Piano Sonata No. 6 in A, Op. 82 (1940)

[1[ 1. Allegro moderato

[2] 2. Allegretto

[3] 3. Tempo di valzer , lentissimo

[4] 4. Vivace

Piano Sonata No. 7 in B flat, Op. 83 (1942)

[5] 1. Allegro inquieto — Poco meno — Andantino

[6] 2. Andante caloroso – Poco più animato – Più largamente – Un poco agitato

[7] 3. Precipitato

Piano Sonata No. 8 in B flat, Op. 84 (1944)

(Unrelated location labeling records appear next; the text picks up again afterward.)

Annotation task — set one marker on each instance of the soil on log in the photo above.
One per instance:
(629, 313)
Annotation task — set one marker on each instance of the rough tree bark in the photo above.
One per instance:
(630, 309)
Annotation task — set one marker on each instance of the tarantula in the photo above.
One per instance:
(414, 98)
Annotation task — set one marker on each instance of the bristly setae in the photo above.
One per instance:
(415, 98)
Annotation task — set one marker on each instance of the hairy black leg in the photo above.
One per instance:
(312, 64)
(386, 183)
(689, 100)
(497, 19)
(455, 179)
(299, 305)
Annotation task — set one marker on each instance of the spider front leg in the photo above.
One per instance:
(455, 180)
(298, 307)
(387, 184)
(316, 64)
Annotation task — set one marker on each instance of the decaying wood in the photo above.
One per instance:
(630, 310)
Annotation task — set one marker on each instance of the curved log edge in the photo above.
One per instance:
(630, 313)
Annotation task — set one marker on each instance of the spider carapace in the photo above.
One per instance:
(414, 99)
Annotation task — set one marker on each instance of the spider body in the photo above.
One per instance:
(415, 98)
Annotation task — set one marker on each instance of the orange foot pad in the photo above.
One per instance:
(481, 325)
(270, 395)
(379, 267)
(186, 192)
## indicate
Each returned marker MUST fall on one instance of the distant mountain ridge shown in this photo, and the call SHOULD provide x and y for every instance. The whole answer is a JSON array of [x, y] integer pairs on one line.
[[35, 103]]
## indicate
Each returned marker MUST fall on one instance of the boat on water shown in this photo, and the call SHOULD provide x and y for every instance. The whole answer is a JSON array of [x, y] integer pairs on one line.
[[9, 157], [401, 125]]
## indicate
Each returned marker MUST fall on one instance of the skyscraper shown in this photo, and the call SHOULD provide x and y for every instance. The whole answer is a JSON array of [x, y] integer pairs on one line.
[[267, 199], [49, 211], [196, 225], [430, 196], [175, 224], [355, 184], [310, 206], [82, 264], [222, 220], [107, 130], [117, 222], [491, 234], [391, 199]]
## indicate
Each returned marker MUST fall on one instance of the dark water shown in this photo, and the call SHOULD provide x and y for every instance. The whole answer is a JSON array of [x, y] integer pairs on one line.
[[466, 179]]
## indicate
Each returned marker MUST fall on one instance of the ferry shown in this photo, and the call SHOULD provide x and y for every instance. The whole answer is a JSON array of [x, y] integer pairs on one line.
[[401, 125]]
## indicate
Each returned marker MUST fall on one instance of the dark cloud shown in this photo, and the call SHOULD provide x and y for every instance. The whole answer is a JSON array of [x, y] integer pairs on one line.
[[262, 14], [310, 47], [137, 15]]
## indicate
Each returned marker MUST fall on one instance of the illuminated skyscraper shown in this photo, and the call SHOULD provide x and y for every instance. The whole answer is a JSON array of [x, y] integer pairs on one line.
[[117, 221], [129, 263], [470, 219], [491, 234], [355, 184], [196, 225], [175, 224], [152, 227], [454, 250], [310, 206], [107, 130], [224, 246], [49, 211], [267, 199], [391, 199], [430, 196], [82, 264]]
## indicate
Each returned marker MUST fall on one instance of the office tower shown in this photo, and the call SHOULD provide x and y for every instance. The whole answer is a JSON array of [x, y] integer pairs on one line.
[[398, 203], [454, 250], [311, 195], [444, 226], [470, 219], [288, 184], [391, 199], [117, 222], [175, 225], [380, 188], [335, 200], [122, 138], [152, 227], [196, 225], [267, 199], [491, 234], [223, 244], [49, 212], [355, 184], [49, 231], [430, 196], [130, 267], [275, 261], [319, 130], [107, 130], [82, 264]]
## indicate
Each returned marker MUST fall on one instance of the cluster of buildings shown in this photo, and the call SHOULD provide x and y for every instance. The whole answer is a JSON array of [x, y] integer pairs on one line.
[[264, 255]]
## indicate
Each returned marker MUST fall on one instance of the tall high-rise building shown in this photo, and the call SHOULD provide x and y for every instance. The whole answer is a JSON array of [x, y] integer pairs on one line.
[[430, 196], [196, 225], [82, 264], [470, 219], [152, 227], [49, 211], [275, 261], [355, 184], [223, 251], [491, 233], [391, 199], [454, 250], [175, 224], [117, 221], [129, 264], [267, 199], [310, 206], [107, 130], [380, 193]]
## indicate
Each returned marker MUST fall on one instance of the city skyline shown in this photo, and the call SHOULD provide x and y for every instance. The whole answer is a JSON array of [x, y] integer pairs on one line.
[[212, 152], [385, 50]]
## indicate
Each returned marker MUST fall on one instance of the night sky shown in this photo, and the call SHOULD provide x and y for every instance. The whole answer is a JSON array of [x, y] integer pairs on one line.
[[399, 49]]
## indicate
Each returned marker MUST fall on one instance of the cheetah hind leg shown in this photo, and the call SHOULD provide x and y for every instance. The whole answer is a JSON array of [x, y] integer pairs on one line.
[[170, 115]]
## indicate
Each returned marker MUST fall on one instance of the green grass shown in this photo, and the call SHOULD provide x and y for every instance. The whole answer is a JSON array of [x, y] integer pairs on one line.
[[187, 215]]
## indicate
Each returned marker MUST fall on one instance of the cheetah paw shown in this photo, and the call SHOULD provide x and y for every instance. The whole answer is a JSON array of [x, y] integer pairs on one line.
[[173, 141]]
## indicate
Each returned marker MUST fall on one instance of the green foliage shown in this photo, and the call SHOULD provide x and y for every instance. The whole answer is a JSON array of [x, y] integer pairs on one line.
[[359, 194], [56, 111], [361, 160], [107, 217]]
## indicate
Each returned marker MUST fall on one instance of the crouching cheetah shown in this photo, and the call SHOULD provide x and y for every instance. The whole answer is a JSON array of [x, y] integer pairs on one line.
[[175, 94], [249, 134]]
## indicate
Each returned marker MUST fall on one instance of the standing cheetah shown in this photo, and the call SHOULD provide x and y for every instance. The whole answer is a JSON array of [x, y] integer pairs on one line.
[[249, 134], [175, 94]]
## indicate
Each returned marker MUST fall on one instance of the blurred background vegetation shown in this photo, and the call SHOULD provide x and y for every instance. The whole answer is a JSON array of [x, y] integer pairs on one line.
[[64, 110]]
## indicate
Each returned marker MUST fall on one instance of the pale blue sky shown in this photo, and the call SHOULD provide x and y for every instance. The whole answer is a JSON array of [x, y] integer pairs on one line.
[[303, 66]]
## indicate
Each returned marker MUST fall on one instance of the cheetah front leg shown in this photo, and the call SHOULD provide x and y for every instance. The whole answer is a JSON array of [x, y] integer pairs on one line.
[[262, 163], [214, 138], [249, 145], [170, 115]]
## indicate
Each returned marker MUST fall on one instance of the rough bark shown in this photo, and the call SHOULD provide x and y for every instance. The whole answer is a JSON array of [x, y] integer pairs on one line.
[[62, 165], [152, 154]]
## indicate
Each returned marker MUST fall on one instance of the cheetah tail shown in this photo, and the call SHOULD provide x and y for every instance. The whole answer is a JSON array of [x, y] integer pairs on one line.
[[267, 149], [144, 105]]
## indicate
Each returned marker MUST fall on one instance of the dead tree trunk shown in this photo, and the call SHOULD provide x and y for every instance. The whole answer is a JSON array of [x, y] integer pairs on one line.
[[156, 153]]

[8]  1. Andante dolce – Allegro moderato – Andante dolce come prima – Allegro

[9]  2. Andante sognando

[10]3. Vivace – Allegro ben marcato – Andantino – Vivace come prima

 

Peter Donohoe  – biography

Peter Donohoe was born in Manchester in 1953. He studied at Chetham’s School of Music, gratuated in music at Leeds University and went on to study at the Royal Northern College of Music with Derek Wyndham and then in Paris with Olivier Messiaen and Yvonne Loriod. He is acclaimed as one of the foremost pianists of our time, for his musicianship, stylistic versatility and commanding technique.

Recent and forthcoming engagements include appearances with the Dresden Philharmonic, the BBC Concert Orchestra, RTE National Orchestra and CBSO (under Sir Simon Rattle), a UK tour with the Russian State Philharmonic Orchestra as well as concerts in South America, Europe, Hong Kong, South Korea, Russia and the USA. Other engagements include performances of all three MacMillan piano concertos with the BBC Scottish Symphony Orchestra, a series of concerts for the Ravel and Rachmaninov Festival at Bridgewater Hall alongside Noriko Ogawa, and performances with The Orchestra of the Swan. Donohoe is also in high demand as an adjudicator at piano competitions around the world, including the International Tchaikovsky Piano Competition, Moscow, the Queen Elisabeth Competition, Belgium, and the Hong Kong International Piano Competition. Recent recordings include two discs of Prokofiev pianos sonatas for SOMM, the first of which Gramophone described as “devastatingly effective”, declaring Donohoe to be ” in his element”.  Other recordings include Cyril Scott’s Piano Concerto with the BBC Concert Orchestra under Martin Yates for Dutton and Malcolm Arnold’s Fantasy on a Theme of John Field with the Royal Scottish National Orchestra and Martin Yates, also for Dutton.

Donohoe has worked with many of the world’s greatest conductors including Christoph Eschenbach, Neeme Järvi, Lorin Maazel, Kurt Masur, Andrew Davis and Yevgeny Svetlanov. More recently he has appeared as soloist with the next generation of excellent conductors such as Gustavo Dudamel, Robin Ticciati and Daniel Harding.

Peter Donohoe is an honorary doctor of music at seven UK universities and was awarded a CBE for services to classical music in the 2010 New Year’s Honours List.